If you think [the United States] could never elect an Adolf Hitler to power, note that David Duke would have become governor of Louisiana if it had just been up to the white voters in that state.
The administration of George W. Bush is not a dictatorship, but it does manifest the characteristics of one in embryonic form.
PREFACE
CONTEMPORARY CONSERVATIVES have become extremely contentious, confrontational, and aggressive in nearly every area of politics and governing. Today they have a tough-guy (and, in a few instances, a tough-gal) attitude, an arrogant and antagonistic style, along with a narrow outlook intolerant of those who challenge their extreme thinking. Incivility is now their norm. “During the Father Bush period, there was a presumption of civility,” Norman Ornstein of the American Enterprise Institute observes, but “we lost it under Clinton,” when conservatives relentlessly attacked his presidency, and “then the present President Bush deliberately chose a strategy of being a divider, rather than a uniter.”[1]
Even more troubling, the right-wing presidency of George W. Bush and Richard B. Cheney has taken positions that are in open defiance of international treaties or blatant violations of domestic laws, while pushing the limits of presidential power beyond the parameters of the Constitution. It is aided and abetted in these actions by a conservative Republican Congress that refuses to check or balance the president. These patterns were apparent long before the terror attacks on September 11, 2001, but the right wing’s bellicose response to the events of that day has escalated into a false claim of legitimacy. Many authors (and journalists) have described the extreme hubris now present in Washington, along with the striking abuses of power. While some of this activity has ostensibly been undertaken in the name of fighting terrorists, much of it is just good old-fashioned power corruption.

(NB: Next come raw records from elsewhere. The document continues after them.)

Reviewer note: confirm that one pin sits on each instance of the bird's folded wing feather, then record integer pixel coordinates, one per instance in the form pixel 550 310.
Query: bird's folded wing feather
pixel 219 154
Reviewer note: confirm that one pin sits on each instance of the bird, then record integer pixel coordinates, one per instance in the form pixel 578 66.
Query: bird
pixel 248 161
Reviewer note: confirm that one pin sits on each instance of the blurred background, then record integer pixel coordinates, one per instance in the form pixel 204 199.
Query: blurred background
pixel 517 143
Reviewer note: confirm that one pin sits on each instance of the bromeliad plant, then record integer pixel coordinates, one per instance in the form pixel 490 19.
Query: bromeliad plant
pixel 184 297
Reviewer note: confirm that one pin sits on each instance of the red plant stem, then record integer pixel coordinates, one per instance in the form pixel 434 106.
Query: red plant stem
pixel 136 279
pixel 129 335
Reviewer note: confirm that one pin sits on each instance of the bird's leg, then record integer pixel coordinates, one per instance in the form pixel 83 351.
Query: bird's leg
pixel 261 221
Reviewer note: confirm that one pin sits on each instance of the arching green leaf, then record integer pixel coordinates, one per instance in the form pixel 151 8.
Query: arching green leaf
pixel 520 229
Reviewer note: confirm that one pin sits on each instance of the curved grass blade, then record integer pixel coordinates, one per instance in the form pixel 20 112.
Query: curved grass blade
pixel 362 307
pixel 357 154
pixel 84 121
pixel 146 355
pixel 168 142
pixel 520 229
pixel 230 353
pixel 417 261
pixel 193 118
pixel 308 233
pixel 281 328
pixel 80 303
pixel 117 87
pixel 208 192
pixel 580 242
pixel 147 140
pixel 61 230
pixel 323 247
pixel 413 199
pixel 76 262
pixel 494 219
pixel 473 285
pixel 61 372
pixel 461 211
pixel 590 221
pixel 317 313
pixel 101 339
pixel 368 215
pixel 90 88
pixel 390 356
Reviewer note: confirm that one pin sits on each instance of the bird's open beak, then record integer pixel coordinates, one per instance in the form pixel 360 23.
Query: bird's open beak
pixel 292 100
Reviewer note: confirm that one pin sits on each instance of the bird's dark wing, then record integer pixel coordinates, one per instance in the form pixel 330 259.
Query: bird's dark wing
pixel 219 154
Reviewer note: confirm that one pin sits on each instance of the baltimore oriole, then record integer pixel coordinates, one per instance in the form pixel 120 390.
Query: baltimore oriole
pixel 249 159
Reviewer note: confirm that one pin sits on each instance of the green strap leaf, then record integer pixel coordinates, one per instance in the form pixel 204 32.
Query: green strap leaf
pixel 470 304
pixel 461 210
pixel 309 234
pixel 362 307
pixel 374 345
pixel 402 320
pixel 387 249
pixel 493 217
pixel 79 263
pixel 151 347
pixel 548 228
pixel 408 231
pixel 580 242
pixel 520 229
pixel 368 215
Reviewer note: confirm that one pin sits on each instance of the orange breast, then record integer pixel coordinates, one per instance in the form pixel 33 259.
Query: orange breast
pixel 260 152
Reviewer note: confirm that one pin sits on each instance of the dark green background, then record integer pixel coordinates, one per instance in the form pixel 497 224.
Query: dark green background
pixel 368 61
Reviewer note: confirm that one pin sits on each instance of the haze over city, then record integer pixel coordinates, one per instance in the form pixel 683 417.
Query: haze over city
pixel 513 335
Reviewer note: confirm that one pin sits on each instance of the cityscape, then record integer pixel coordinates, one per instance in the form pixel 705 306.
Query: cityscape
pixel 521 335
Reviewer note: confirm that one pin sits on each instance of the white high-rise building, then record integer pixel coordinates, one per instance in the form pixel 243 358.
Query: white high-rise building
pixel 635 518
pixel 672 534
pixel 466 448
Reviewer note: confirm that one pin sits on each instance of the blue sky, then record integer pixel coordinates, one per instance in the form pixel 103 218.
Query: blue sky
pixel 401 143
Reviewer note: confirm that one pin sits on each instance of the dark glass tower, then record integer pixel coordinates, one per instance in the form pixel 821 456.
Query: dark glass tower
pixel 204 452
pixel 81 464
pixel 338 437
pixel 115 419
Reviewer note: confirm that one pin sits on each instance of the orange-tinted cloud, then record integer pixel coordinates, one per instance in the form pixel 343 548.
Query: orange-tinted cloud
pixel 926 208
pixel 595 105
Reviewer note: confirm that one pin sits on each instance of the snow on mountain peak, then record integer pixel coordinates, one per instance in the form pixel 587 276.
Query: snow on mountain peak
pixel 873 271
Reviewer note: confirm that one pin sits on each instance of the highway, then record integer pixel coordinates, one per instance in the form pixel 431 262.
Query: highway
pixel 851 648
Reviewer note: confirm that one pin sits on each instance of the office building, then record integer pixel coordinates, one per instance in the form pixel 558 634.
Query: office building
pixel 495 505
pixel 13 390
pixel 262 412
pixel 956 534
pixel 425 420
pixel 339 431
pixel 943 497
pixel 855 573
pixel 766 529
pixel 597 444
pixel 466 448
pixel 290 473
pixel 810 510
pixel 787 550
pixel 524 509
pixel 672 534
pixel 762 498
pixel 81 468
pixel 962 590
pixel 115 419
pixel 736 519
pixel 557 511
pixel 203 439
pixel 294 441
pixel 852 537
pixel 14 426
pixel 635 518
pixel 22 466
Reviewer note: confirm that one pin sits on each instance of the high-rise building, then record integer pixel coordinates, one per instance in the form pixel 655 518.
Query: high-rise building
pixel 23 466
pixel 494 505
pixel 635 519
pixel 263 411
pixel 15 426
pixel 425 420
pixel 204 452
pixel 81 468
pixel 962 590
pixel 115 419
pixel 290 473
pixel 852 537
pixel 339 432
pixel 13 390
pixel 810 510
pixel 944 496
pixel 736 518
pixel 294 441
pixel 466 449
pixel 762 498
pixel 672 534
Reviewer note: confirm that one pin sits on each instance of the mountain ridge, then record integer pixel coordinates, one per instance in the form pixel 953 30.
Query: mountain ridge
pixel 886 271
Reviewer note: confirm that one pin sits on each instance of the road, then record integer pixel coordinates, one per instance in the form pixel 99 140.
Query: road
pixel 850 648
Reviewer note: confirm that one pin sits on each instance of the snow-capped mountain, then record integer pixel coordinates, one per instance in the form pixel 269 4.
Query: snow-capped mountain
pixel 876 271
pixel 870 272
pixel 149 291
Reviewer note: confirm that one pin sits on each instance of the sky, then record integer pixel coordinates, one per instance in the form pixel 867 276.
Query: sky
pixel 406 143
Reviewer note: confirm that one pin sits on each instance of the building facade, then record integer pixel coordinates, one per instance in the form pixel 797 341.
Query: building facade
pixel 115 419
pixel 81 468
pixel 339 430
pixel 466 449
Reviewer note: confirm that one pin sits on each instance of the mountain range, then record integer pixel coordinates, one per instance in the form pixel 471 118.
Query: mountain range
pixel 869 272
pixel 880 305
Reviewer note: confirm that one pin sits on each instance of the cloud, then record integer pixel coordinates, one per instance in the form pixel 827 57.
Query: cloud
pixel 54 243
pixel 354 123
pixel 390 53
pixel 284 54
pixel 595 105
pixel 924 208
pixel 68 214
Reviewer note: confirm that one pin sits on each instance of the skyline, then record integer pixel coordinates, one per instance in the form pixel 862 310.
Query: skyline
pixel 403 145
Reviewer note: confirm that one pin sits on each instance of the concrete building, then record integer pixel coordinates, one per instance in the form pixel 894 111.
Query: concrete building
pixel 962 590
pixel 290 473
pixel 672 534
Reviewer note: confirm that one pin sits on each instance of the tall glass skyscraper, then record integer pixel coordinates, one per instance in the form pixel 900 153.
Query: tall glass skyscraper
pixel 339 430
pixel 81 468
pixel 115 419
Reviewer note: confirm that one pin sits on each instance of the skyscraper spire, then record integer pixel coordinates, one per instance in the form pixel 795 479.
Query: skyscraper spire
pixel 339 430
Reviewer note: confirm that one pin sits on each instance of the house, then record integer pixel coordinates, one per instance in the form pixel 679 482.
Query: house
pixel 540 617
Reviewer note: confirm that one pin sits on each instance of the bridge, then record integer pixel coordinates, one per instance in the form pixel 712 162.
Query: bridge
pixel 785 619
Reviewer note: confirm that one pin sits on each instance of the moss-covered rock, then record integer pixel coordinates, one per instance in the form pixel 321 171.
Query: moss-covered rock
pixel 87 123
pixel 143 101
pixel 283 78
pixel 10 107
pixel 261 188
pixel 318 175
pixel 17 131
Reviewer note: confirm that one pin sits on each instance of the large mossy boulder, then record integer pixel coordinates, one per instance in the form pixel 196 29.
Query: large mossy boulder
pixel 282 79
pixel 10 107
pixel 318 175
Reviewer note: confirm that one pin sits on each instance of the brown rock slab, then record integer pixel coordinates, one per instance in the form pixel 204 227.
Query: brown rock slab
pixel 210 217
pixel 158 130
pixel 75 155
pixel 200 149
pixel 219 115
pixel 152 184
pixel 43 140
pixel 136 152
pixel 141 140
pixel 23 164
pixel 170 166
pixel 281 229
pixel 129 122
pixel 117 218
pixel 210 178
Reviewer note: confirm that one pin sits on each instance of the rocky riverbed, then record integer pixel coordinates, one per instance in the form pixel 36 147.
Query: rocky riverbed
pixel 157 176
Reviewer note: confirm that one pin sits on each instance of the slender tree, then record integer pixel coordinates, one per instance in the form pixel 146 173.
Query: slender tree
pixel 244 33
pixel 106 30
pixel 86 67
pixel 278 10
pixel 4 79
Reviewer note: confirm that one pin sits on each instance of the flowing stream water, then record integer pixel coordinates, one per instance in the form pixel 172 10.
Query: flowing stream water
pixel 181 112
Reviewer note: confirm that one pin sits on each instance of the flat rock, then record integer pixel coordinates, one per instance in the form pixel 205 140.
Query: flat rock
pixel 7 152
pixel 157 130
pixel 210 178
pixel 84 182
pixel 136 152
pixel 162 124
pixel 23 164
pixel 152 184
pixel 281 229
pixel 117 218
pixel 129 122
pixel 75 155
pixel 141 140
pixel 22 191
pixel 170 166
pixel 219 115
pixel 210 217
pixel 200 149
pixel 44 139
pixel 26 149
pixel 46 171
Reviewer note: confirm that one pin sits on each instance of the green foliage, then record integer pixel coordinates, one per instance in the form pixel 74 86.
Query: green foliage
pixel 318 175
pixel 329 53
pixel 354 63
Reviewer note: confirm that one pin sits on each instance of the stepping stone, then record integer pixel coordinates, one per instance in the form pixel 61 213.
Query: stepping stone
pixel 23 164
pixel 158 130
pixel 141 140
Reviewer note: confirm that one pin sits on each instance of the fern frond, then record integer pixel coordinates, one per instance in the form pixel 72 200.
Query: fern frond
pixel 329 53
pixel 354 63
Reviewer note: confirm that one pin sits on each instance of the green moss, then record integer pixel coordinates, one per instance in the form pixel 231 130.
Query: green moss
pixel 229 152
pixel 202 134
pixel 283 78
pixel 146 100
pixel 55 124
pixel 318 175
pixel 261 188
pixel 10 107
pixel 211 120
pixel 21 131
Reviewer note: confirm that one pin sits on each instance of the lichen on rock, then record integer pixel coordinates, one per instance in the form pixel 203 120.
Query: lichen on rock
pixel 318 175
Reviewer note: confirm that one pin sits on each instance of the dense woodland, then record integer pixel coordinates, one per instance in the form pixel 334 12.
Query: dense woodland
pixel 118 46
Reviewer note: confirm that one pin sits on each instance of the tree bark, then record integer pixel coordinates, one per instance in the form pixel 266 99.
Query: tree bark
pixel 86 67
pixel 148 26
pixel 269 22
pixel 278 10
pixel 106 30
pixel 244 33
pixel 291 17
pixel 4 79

Frankly, when I started writing this book I had a difficult time accounting for what had become of conservatism or, for that matter, the Republican Party. I went down a number of dead-end streets looking for answers, before finally discovering a true explanation. My finding, simply stated, is the growing presence of conservative authoritarianism. Conservatism has noticeably evolved from its so-called modern phase (1950–94) into what might be called a postmodern period (1994 to the present), and in doing so it has regressed to its earliest authoritarian roots. Authoritarianism is not well understood and seldom discussed in the context of American government and politics, yet it now constitutes the prevailing thinking and behavior among conservatives. Regrettably, empirical studies reveal, however, that authoritarians are frequently enemies of freedom, antidemocratic, antiequality, highly prejudiced, mean-spirited, power hungry, Machiavellian, and amoral. They are also often conservatives without conscience who are capable of plunging this nation into disasters the likes of which we have never known.